>>> Ravikiran Rajagopal <ravi.rajagopal@...> seems to think that:
>[Removed cedet-devel as the following is semantic-specific.]
>On Monday 24 March 2008 07:03:08 pm Eric M. Ludlam wrote:
>> I've updated the scope calculator to find and use the
>> merged A namespace instead of only the namespace block that bar::xx
>> shows up in.
>Thank you; the simple test case works. However, I have a more complex case
>which does not work yet. Once I isolate the problem further, I will send you
>a new case. Should I regenerate all the cached databases after your last
The database files only contain the raw tags. Part of the analysis
step is to create a typecache that merges all known types into a
single searchable table. That table gets rebuilt whenever semantic
detects a change somewhere.
When in doubt, do this:
C-u M-x bovinate RET
to get all such caches flushed out.
>I have also been playing with gccxml which handles virtually every C++ parsing
>case I have thrown at it (better than Eclipse CDT, KDevelop, Visual C++ 2008
>Express) and produces very nice XML output which can be parsed very easily.
>The main drawbacks are that only instantiated templates are output and that
>incremental parsing is impossible. How difficult would it be to add a new
>back end (a la ebrowse) into semantic? Again, I am a novice at elisp but
>could whip up a python script fairly easily to massage the XML into virtually
>any sort of output.
[ ... ]
I've been reading about that, and hoping to try it out sometime.
The only restriction on a Semantic parser is that it can be done with
a single function that returns tags. The texi parser is a good
example. It's setup is like this:
'((parse-region . semantic-texi-parse-region)
(parse-changes . semantic-texi-parse-changes)))

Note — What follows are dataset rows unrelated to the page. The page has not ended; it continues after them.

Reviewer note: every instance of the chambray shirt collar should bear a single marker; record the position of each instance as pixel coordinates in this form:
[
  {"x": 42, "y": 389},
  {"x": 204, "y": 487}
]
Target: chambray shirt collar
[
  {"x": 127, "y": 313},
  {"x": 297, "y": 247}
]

If the gcc->xml->python->elisp cycle is fast, then an incremental
parser is likely still possible, even mixing the existing semantic
parser with the gcc one for full buffer parsing.
The first step would be an external script that creates something that
Emacs can call `read' on. There is a chapter in the semantic appdev
manual for Tag basics. It describes the output format.
The second step is to read in that stream, then 'cook' the tags into
something Semantic can create overlays for.
If that all works out, a script that builds database files for Emacs
to read in would be the bit that would really speed things up.